The key issue, of course, is how much people rely on and care for their immediate families and other relatives. This is a more complex issue than it seems at first glance, because families and relatives are simultaneously the greatest source of support and love that we have and the greatest source of demands and aggravation that we have. This balance is hard to measure, but the pieces of evidence that we have (discussed in Still Connected) suggests that, on average, Americans’ ties to their kin are as or more secure and loving now as they were in the 1970s.

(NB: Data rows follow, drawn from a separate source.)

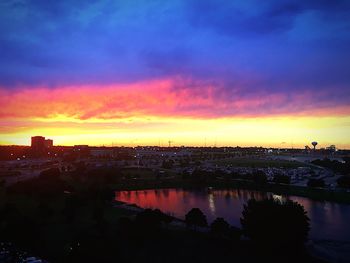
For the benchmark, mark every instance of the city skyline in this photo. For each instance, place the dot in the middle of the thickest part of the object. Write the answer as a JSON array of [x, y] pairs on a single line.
[[193, 72]]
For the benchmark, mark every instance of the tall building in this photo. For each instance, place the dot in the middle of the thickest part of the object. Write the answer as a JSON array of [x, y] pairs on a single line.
[[48, 143], [40, 145]]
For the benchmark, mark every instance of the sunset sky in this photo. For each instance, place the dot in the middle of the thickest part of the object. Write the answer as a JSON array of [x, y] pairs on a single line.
[[196, 72]]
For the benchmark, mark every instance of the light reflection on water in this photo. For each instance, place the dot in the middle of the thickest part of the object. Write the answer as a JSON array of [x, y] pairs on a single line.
[[328, 220]]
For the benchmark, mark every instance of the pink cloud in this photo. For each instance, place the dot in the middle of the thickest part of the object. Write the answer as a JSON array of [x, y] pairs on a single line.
[[162, 98]]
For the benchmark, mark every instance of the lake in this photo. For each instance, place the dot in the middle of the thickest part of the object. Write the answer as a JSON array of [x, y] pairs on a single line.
[[329, 220]]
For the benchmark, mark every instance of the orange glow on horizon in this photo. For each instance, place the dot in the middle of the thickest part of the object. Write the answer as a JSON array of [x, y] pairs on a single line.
[[152, 112]]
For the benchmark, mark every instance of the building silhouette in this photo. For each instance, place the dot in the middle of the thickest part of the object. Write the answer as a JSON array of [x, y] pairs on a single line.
[[39, 145]]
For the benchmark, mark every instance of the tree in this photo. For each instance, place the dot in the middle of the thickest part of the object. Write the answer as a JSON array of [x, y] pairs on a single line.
[[274, 223], [220, 227], [315, 182], [344, 181], [195, 217], [259, 177], [281, 179]]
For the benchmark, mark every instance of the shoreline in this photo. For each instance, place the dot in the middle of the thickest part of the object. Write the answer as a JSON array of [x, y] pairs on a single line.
[[316, 194]]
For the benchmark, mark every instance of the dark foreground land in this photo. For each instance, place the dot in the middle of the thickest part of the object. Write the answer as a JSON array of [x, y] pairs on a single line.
[[71, 218]]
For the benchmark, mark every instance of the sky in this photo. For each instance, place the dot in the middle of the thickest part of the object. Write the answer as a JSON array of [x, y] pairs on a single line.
[[272, 73]]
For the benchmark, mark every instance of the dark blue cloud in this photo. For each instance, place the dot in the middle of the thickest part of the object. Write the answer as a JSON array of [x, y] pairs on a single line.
[[271, 46]]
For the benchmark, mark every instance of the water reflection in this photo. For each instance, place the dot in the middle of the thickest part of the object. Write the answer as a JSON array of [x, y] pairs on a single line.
[[328, 220]]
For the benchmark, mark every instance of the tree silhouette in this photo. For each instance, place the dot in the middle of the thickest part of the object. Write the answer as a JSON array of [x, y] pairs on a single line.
[[344, 181], [275, 224], [220, 227], [195, 217]]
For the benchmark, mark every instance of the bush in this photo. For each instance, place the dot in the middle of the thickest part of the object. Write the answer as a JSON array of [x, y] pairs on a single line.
[[195, 217], [315, 182], [220, 227], [152, 218], [281, 179], [344, 181], [275, 224]]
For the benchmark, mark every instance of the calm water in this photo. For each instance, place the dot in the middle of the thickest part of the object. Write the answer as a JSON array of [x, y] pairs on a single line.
[[329, 220]]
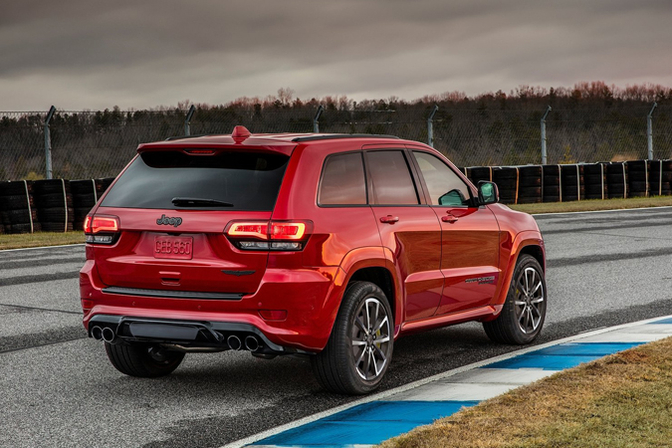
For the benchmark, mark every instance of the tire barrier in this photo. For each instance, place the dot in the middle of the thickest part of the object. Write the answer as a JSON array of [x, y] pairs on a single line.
[[85, 194], [575, 182], [660, 178], [573, 186], [17, 207]]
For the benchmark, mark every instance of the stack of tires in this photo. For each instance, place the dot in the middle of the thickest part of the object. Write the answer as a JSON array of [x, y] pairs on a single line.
[[479, 173], [596, 181], [506, 179], [17, 207], [617, 180], [573, 188], [529, 184], [638, 178], [85, 194], [660, 177], [551, 191], [53, 199]]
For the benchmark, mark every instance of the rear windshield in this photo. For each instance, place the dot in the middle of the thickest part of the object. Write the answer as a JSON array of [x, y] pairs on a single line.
[[245, 180]]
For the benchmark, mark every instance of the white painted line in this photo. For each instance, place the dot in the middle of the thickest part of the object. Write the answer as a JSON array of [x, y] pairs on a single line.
[[444, 391], [601, 211], [383, 395], [43, 247]]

How can that be, given the widespread impression of exactly the opposite, that family bonds have withered? One answer is that our impressions of the past are systematically distorted in a rosy direction. (For example, we tend to remember the “past” in the form of our own childhoods and, for most of us, those were innocent years. Did parents talk in the front of the little children about, say, Aunt Mildred’s abusive first marriage?) Another answer is that the harder economic times most Americans faced since the early 1970s have pushed more of them to depend on relatives. A third answer is that family is so important to Americans that they make sure that whatever else is going on – mothers working, technological marvels, cultural earthquakes, and the like – they stay connected.

Family valuing shows up in various surveys. One survey asked Americans how important family was too them. In the 1990s and 2000s, virtually all Americans said family was “very important” (while the percentage who said work was very important slipped from about 60 to about 30 percent). In another survey, more Americans in the 2000s than in 1980s said that they wanted to spend “much more” time with their families. And, between the 1970s and 2000s, a growing percentage of Americans said that they thought it was a “good idea” for the elderly to live with their children and grandchildren. (It was younger Americans and not the elderly who were most likely to endorse this plan.)

Worrying about the fragility of the family is a perennial activity; Americans have worried aloud about its imminent collapse for generations (with the possible exception of the 1950s when many experts worried that the family was too smothering). So, it is no wonder that we worry, too. And the family certainly has changed. But Americans still cling to their families and their family values.

(This column was cross-posted on The Berkeley Blog on February 3, 2011.)